My mom told me a story when she was trying to come to terms with the fact of her abuse and the goodness of God. She told me that she imagined God in the room where it was happening, in grief throwing furniture around, destroying things, tears running down His face.

I saw this, but it did not satisfy me. God was impotent in this picture. Grief stricken, yes, but standing in the wings while travesties occurred before His very eyes. How could He stand by? How could He have allowed it to happen?

When I was a young girl, every Christmas season began with the first weekend in December. During the first weekend in December, enthusiastic amateurs, classical music lovers and members of church choirs the country side round would all gather to stand in line, bundled up against the cold, chattering away in friendly tones, as they waited to register for the Messiah Festival held by Franklin Pierce College.
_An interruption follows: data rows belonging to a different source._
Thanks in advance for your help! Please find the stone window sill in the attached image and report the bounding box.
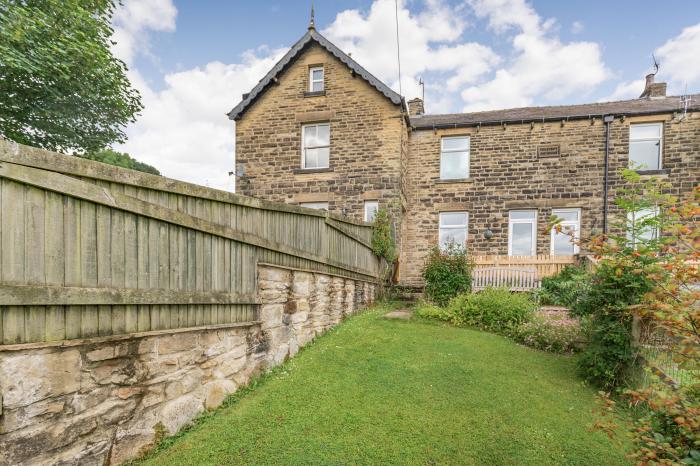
[637,168,671,176]
[435,178,472,184]
[292,167,333,175]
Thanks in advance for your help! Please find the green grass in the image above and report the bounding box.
[137,307,627,466]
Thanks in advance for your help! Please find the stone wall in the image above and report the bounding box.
[0,266,375,465]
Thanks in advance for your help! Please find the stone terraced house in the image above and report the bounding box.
[229,22,700,292]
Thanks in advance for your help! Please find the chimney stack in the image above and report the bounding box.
[639,73,666,99]
[408,97,425,116]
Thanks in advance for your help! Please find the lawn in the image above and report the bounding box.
[138,307,627,466]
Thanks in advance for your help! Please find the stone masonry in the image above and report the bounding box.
[0,266,375,466]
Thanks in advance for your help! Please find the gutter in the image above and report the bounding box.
[412,108,700,130]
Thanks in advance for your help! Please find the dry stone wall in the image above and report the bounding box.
[0,266,375,465]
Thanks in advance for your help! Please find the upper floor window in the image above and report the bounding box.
[630,123,663,170]
[365,201,379,222]
[508,210,537,256]
[299,202,328,210]
[439,212,469,250]
[551,209,581,256]
[440,136,469,180]
[309,66,325,92]
[301,123,331,168]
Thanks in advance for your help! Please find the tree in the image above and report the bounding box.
[0,0,143,153]
[80,149,160,175]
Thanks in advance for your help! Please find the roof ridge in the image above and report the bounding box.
[227,28,404,120]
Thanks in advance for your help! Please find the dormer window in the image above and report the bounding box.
[309,66,325,92]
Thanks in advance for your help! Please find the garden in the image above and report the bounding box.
[134,171,700,465]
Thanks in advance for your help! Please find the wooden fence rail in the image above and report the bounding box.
[471,255,577,280]
[0,140,381,349]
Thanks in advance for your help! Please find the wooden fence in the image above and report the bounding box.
[471,255,577,279]
[0,139,381,348]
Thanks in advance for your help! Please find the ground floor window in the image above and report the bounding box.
[627,208,659,247]
[299,202,328,210]
[365,201,379,222]
[439,212,469,250]
[508,210,537,256]
[551,209,581,256]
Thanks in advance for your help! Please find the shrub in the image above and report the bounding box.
[423,243,472,306]
[413,302,452,322]
[511,311,585,353]
[537,265,591,308]
[447,288,537,334]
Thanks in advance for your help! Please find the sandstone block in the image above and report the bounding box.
[0,350,81,409]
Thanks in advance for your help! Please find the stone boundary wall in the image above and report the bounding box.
[0,266,375,466]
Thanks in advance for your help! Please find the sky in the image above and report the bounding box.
[112,0,700,191]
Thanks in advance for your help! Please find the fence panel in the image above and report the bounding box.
[0,140,380,348]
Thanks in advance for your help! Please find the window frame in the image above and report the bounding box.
[440,135,472,181]
[363,201,379,223]
[508,209,538,257]
[627,121,664,171]
[626,205,661,250]
[299,201,328,212]
[438,210,469,251]
[549,207,581,256]
[301,122,331,170]
[309,65,326,92]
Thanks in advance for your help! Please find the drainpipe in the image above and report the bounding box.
[603,115,615,234]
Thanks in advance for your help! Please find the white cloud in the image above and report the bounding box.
[600,79,645,102]
[654,23,700,93]
[112,0,177,65]
[322,0,500,112]
[119,48,285,190]
[461,0,610,111]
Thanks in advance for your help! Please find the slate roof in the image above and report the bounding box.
[228,27,403,120]
[410,94,700,129]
We would make up the choir; professionals were brought in from Boston or maybe even New York city to sing the solo parts. As one, in a crowd of hundreds of others, I would rise to my feet, my score book heavy in my hands, and lift my voice to music written hundreds of years ago, to words already ancient.
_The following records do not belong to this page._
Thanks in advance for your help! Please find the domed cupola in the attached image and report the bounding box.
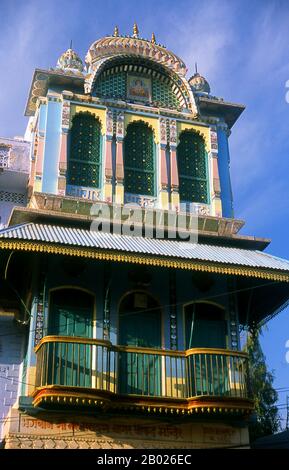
[189,66,211,94]
[56,44,83,74]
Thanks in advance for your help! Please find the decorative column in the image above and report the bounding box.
[103,109,113,202]
[57,92,73,196]
[33,98,47,192]
[169,269,178,351]
[159,118,169,209]
[42,92,62,194]
[27,123,39,197]
[217,122,234,217]
[210,126,222,217]
[115,111,124,204]
[227,276,240,350]
[169,119,180,210]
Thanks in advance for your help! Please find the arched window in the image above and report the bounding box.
[124,121,155,196]
[177,131,208,204]
[67,113,101,188]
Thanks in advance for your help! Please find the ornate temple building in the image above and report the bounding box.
[0,25,289,449]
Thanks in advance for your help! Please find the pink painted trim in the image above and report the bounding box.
[212,158,220,179]
[161,149,168,186]
[36,137,44,175]
[59,134,67,168]
[105,140,112,178]
[116,140,124,180]
[170,148,179,188]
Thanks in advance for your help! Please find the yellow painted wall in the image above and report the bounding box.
[124,113,160,144]
[69,104,106,135]
[177,121,211,152]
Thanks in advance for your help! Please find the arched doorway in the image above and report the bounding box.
[185,302,227,349]
[124,121,156,196]
[47,288,95,387]
[184,302,227,396]
[119,291,162,396]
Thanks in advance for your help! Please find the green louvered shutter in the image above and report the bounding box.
[177,131,208,204]
[67,113,101,188]
[124,122,155,196]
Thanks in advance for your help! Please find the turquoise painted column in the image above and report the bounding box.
[217,124,234,217]
[42,93,62,194]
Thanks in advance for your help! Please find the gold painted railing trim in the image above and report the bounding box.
[34,335,112,352]
[0,239,289,282]
[34,335,248,359]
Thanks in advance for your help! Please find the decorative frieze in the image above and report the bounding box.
[66,184,101,201]
[124,193,157,207]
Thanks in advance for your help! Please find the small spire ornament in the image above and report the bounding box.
[132,23,139,38]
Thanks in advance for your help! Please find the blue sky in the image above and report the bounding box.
[0,0,289,426]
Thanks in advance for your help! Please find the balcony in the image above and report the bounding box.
[33,336,253,415]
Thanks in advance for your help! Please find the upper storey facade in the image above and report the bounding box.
[26,25,244,217]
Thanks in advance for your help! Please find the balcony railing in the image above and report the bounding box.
[36,336,249,406]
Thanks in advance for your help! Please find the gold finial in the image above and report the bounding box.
[132,23,139,38]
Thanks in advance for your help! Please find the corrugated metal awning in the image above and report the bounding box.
[0,223,289,275]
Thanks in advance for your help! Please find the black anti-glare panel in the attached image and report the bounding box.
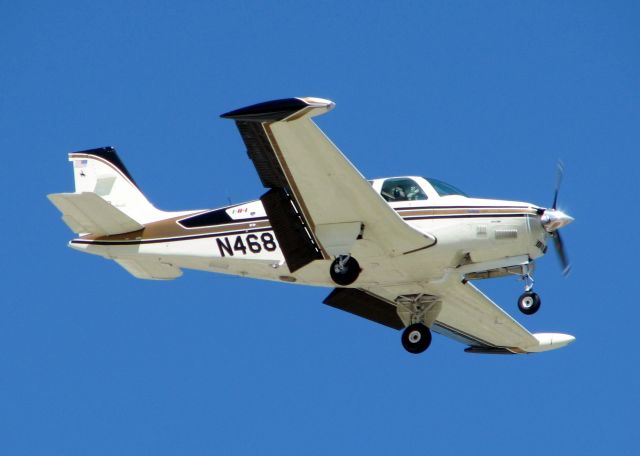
[260,188,322,272]
[323,288,404,329]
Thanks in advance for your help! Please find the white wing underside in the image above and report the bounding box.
[367,279,539,350]
[47,192,144,235]
[266,117,435,258]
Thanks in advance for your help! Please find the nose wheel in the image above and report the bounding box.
[518,291,541,315]
[402,323,431,354]
[518,264,542,315]
[329,255,360,287]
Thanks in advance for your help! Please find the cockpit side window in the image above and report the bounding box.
[380,177,427,203]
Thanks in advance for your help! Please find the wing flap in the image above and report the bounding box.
[222,98,436,267]
[433,280,538,350]
[323,288,404,329]
[47,192,144,235]
[115,259,182,280]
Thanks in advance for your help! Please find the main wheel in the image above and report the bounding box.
[329,256,360,286]
[518,291,542,315]
[402,323,431,354]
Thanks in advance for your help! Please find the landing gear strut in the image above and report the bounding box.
[402,323,431,354]
[518,265,542,315]
[329,255,360,287]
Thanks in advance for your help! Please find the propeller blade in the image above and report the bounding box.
[551,160,564,209]
[552,231,571,277]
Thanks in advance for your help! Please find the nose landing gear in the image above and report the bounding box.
[518,291,541,315]
[329,255,360,287]
[402,323,431,354]
[518,265,542,315]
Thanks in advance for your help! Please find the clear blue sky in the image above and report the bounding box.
[0,1,640,455]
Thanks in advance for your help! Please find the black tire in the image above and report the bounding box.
[329,257,360,287]
[402,323,431,354]
[518,291,542,315]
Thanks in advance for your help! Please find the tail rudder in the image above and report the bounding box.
[69,147,164,224]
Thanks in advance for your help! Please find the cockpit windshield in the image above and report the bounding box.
[425,177,469,196]
[380,177,427,203]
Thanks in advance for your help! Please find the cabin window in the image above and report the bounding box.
[380,177,427,203]
[426,177,467,196]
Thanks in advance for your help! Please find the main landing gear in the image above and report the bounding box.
[518,265,542,315]
[329,255,360,287]
[402,323,431,354]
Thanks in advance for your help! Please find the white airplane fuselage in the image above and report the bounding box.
[70,177,547,287]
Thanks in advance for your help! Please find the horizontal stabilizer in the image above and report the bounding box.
[47,192,144,235]
[115,259,182,280]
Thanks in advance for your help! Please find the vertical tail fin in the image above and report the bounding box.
[69,147,164,224]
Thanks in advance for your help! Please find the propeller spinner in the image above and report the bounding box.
[540,161,573,276]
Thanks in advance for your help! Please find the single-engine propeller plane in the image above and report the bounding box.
[48,97,574,354]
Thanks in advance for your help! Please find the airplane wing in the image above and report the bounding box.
[222,98,436,271]
[324,279,560,354]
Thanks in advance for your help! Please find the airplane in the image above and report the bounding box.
[48,97,575,354]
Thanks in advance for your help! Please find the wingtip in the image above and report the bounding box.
[220,97,336,122]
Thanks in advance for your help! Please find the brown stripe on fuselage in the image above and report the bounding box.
[398,207,537,218]
[81,207,537,241]
[82,215,271,241]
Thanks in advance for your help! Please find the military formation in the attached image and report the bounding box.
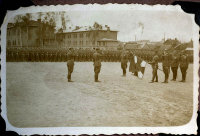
[6,47,165,62]
[149,50,191,83]
[6,47,193,83]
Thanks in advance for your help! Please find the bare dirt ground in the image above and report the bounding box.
[7,62,193,127]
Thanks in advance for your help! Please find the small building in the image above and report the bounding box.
[124,42,143,50]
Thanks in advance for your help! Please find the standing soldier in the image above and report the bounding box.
[121,50,128,76]
[171,50,179,81]
[180,50,189,82]
[150,51,159,83]
[15,52,19,62]
[93,48,101,82]
[162,49,170,83]
[67,48,74,82]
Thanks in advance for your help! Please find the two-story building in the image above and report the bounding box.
[62,26,118,47]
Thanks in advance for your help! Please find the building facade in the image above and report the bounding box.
[7,20,117,48]
[63,28,117,48]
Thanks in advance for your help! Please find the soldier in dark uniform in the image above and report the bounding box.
[162,49,170,83]
[22,51,25,61]
[15,51,19,62]
[171,50,179,81]
[93,48,101,82]
[150,51,159,83]
[67,48,74,82]
[121,50,129,76]
[35,51,40,62]
[180,50,189,82]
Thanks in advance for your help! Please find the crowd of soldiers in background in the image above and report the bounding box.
[6,47,193,62]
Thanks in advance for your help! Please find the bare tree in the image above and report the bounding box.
[22,13,31,46]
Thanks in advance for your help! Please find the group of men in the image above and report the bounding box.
[67,48,189,83]
[6,47,166,62]
[150,50,189,83]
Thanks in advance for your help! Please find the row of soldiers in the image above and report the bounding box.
[150,50,190,83]
[67,48,189,83]
[6,48,186,62]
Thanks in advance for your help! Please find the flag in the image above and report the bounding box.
[129,56,147,79]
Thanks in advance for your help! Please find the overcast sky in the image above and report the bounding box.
[64,10,192,41]
[9,10,193,42]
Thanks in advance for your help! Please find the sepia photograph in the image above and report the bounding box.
[1,4,199,133]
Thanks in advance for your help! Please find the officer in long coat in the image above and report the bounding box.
[171,50,179,81]
[93,48,101,82]
[162,49,170,83]
[180,50,189,82]
[121,50,129,76]
[150,51,159,83]
[67,48,74,82]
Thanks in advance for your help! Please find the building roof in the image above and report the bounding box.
[98,38,118,42]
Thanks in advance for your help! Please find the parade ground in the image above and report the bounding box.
[6,62,193,127]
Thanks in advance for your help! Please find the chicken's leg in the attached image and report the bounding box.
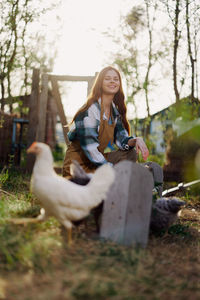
[61,221,72,246]
[67,228,72,246]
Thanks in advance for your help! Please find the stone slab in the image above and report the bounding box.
[100,161,153,247]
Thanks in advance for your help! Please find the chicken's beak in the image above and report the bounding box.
[26,142,38,153]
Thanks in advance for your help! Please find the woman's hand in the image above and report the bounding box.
[128,137,149,160]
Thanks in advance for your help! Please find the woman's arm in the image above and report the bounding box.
[128,137,149,160]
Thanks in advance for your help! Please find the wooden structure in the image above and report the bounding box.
[27,69,96,171]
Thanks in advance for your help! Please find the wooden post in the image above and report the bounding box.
[50,76,69,145]
[27,69,40,172]
[87,73,98,95]
[37,74,48,143]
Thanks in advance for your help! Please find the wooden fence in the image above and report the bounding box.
[0,69,96,171]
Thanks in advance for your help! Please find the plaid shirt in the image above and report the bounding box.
[68,99,132,166]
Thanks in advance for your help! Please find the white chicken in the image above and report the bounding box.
[27,142,115,243]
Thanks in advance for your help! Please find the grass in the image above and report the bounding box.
[0,172,200,300]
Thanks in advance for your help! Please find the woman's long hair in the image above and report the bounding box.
[72,66,130,134]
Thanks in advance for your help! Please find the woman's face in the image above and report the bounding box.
[102,70,120,95]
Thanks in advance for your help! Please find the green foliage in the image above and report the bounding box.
[0,168,9,188]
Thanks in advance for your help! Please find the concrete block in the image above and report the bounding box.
[100,160,153,247]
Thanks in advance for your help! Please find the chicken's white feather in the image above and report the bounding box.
[30,143,115,227]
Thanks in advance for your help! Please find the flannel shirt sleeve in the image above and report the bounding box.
[114,115,133,150]
[73,104,107,166]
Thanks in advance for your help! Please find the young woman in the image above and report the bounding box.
[63,66,149,177]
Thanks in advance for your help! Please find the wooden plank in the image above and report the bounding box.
[49,74,94,81]
[51,76,70,145]
[37,74,48,143]
[26,69,40,172]
[100,161,153,247]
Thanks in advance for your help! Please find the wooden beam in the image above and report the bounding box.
[26,69,40,172]
[49,74,95,81]
[37,74,48,143]
[50,76,70,145]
"Surely he hath borne our griefs," I sang before the sea of faces, "...and carried our sorrows. . . . the chastisement of our peace was upon him..."

At some point in my life, I no longer know when, it hit me, what that meant. If He has borne my grief, this means that He wasn't just standing by, watching what was happening to me. He was feeling it upon Himself.

This means that, when He looked over creation before He spoke it into being, and when He decided that He could not live without me, He did not merely say, "Well, she will suffer, but it will give her character and then she'll be able to minister to others."

He did not even stop at saying, "I will take upon myself her sins and die in a human body, in incredible agony, so that she can walk right past the angelic, holy host and into my arms." No, He did not stop there.

He said, in essence, "If unleashing the harrowing power of free will upon the world means that I must suffer upon myself the rape of a three year, I will suffer such; I will take that grief and every other that she will suffer upon myself. She will not suffer alone. I will not hold myself back from any bitter and humiliating consequence of My beloved creation."

When I understand God in this way, I know that I will never leave off being the nameless woman apostle, even if sometimes I smell like fish and get into angry, one sided arguments with Him.

1 comment:

KJ said...

Truly our God is so much Bigger than we can ever imagine or understand! And yes, He is Good even in the midst of suffering. Thank you for sharing your thoughts and realizations, and your dream of the work of Jesus in our broken and damaged lives.

This post goes along well with that paragraph from another post that I emailed you about; God's redemptive power and ability to transform us is unlimited!